As the hot water started to soothe my mind, I too tried to turn it into something positive. They have just had a chance to remember what it was like when they had more space, a garden...but no pool! It is a kind of grief. But more than that, they now see themselves as mobile citizens of the world. They do not see any barriers to uprooting and moving. "Why not move to Texas, we moved to New York?". I hope that they hang on to that view of the world and apply it to their adulthood. In fact, on the way to Texas on the airplane I had listened to them discuss where in the world they would want to live. Israel, Morocco, France and Fiji ran off their tongues as if they were only a cab ride away. That sense of adventure and worldliness is something that moving here has given them. Sure, kids get that in other places, but my two have had the crash course.

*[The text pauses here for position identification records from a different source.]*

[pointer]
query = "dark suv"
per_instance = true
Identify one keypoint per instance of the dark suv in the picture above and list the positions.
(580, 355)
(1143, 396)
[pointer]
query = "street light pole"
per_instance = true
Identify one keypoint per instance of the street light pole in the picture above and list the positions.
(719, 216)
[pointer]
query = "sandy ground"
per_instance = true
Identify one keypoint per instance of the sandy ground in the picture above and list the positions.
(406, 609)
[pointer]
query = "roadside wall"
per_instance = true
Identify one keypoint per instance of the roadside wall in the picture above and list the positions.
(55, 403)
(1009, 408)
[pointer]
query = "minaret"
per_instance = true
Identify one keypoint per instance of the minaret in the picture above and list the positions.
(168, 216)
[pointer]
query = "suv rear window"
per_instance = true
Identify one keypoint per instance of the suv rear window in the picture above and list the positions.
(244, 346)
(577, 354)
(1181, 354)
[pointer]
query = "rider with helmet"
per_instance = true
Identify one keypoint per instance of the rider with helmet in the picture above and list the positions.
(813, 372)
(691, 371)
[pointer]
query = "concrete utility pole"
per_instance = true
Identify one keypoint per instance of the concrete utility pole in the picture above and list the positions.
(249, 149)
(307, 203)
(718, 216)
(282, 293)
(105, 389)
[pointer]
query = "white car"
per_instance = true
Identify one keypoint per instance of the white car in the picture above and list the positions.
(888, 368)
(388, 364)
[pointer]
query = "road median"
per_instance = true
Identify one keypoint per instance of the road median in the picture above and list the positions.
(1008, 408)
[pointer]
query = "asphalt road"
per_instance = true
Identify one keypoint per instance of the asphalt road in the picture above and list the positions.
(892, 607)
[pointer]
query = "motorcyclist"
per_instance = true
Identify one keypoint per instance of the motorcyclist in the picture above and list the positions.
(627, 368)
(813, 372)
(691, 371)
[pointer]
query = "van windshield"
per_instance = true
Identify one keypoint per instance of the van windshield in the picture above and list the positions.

The next day as we arrived back in our building after school, there as a notice in the lobby with instructions on what residents should do if the doormen were to carry out their proposed strike (they reached a deal in the end). As we rode the lift up to the 21st floor, both kids looked at me in horror as I read the list of instructions to them. What we would have to do with the rubbish, how to operate the lift call button (umm push it?), how to access the building. " There will be no doorman tomorrow??", " No one to open the door?", "No one to wish us a great day at school", " No one to make our trash room as clean as a hospital ward?". I jumped on the opportunity with the speed and grace of a lioness 'HA! Who doesn't want to live in New York, now? You two are having a melt down because you might actually have to feel the weight of your own door!". It was a low, cheap shot, but desperate times call for desperate measures.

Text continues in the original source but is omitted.